What is Choice and Partnership?

Choice and Partnership is a way of managing supply and demand in CAMHS work. The idea is to avoid allocation meetings and waiting lists, and for referrals to be told to phone in and choose an appointment from a list. The first appointment, which is called the Choice appointment, aims to do a brief assessment of the familiy's concerns, their strengths, and where they can get information and support from. Where appropriate, families are then offered a Partnership clinician (again, straight away, from a diary of available appointments) who will do any generic work agreed at the Choice appointment and ensure that the family access any specialist parts of the service that are appropriate (eg particular assessments or types of therapy, medication or groups).

This is a more open and accountable way of working, and ensures all members of the team carry an equal responsibility for meeting the demands of the work, though the balance between Choice, Partnership and Specialist work will vary from professional to professional.
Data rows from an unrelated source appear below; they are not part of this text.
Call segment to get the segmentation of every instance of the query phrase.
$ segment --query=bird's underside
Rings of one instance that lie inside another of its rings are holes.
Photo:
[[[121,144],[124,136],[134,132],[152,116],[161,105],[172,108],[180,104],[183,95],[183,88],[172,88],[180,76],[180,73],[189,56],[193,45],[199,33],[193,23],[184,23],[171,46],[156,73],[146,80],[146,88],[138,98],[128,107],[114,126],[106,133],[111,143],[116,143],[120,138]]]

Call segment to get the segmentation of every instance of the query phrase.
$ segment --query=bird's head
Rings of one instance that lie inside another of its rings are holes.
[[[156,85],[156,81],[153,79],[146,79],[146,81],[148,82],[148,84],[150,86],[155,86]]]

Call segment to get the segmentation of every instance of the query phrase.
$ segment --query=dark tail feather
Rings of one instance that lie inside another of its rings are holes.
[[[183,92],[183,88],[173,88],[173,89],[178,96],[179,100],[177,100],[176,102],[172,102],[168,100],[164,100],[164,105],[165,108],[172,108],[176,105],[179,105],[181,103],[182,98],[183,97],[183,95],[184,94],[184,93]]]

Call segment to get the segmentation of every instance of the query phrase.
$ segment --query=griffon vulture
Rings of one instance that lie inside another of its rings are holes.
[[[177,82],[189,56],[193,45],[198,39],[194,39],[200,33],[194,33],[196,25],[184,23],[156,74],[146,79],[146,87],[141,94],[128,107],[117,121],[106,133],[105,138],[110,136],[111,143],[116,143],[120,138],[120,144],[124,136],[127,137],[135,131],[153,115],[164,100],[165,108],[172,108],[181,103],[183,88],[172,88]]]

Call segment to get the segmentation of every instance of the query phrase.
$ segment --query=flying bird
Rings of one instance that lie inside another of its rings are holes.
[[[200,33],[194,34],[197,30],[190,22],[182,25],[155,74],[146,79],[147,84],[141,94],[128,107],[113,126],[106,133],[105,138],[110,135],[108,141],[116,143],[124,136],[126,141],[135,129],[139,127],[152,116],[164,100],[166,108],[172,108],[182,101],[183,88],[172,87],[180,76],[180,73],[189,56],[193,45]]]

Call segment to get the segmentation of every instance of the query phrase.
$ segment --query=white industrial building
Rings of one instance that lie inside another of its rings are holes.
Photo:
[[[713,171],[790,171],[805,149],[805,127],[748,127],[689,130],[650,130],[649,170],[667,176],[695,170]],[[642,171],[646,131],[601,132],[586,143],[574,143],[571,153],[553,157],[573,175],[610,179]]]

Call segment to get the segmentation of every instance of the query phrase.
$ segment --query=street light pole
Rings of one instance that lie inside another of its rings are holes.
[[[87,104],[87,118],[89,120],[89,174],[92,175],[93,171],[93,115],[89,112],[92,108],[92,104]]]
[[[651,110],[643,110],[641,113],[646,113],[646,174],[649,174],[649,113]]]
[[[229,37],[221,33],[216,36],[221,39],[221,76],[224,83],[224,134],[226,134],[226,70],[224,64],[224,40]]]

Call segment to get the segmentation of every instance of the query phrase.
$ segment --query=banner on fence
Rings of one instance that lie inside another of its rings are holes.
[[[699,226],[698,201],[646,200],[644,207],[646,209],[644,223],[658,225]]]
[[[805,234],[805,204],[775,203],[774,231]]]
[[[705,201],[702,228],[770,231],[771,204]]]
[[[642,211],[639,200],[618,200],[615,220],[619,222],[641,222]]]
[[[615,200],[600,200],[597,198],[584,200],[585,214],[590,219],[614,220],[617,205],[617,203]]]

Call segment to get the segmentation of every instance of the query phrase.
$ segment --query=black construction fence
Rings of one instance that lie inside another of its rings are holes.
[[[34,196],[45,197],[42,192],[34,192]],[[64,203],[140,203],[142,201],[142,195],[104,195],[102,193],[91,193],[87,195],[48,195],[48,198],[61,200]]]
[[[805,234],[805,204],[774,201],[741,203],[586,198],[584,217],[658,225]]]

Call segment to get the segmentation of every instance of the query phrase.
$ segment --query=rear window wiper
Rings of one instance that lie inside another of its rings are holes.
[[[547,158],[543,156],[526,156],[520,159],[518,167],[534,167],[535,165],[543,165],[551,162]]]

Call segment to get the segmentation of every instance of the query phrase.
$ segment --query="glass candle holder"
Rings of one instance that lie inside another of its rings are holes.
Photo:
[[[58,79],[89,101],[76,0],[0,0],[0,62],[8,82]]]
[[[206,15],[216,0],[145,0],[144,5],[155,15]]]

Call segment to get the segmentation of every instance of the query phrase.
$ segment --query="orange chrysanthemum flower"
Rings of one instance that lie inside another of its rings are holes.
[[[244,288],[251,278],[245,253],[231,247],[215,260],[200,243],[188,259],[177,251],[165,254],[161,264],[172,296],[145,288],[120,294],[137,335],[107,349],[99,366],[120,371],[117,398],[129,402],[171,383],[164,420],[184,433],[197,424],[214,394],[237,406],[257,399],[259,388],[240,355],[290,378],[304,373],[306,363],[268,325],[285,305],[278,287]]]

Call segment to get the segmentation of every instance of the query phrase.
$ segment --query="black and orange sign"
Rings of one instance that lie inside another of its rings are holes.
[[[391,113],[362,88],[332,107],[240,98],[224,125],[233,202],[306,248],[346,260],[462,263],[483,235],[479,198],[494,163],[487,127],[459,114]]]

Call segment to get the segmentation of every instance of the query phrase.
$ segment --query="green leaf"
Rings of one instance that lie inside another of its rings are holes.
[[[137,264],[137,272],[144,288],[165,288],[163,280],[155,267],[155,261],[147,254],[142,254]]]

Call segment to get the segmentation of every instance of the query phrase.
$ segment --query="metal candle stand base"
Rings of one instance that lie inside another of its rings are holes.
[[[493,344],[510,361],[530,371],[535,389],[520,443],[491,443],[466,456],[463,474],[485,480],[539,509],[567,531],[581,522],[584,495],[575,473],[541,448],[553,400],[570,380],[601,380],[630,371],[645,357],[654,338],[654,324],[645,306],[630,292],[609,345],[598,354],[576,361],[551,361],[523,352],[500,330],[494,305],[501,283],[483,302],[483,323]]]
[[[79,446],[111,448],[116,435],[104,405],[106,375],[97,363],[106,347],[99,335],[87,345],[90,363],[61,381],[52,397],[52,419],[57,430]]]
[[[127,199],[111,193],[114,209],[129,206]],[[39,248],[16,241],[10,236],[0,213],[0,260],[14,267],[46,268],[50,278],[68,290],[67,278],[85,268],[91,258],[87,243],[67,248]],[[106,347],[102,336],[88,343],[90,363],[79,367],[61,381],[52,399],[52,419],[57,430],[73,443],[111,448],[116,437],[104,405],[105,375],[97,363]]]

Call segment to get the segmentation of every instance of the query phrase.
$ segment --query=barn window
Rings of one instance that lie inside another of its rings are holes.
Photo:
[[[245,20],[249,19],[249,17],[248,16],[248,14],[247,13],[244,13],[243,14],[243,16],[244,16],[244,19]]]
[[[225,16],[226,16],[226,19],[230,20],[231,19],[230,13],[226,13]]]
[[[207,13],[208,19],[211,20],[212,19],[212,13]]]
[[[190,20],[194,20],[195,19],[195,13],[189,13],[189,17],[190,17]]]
According to the number of referrals, the amount of Choice appointments per month and then the amount of new Partnerships required can be calculated. This means the team know exactly what the turnover needs to be, and each clinician then does a job plan that leads to a number of Choice appointments they will offer, and the number of new Partnerships they will take on each month - and they have to managed their caseload in a way that allows them to meet this demand, although they can still choose to work for as many or few sessions with any referral that seem necessary.

CAPA is based on some simple assumptions:
1) a full-time clinician should make an average of 16 appointments about named referrals per week (whether these are to do assessment, follow-up, specialist work, consultation). Each appointment is about an hour long. The rest of the time is to fit in the admin, telephone calls, meetings, supervision etc that we all do. In general they think of doing two appointments and all related admin per half day, and having one day per week of work-related commitments that are not related to a named referral.
2) The capacity of a service is based on the number of staff (counted in terms of whole-time-equivalents) multiplied by this figure of 16 appointments per week.
3) The demand for the service is based on the number of referrals we receive which are offered and attend an appointment.
4) They allow for 80% efficiency, and working 45 weeks a year (to allow for leave, sickness and CPD), which means this is realistic maths (I worked it out for our service, and in we seem to fit within the figures, and the idea of wasting less time on allocation meetings and freeing it up for mutual support and case discussion is inherently appealing).

So, why does it feel like demand exceeds supply?
1) We are suffering from “churn” whereby there are lots of routes to get prioritised or specialist services and those that don’t fit with this become “sediment” where they sit in a secondary waiting-list which grows more quickly than cases are picked up.
2) So, the visible signs of demand (high referral numbers, and secondary waiting list) give us lots of guilt but don’t show the whole picture (that lots of people don’t opt in or DNA, and that most of the work is actually quite short).

So, what do CAPA recommend?
1) Handle Demand
2) Extend Capacity
3) Let go of Families
4) Process Map and redesign the service
5) Flow Management
6) Use Care Bundles
7) Look After Staff

1) Handle Demand
According to CAPA we should have clear eligibility criteria that are always applied, and be clear about which services are better offered by another agency. We should aim to help commissioners, referrers and other agencies to understand what we do. They also recommend only having “emergency” and “non-emergency” priority ratings – the former containing only cases that need to be seen within the next 48 hours (eg psychosis, extreme weight loss, self-harm with risk of death) and the latter containing everybody else.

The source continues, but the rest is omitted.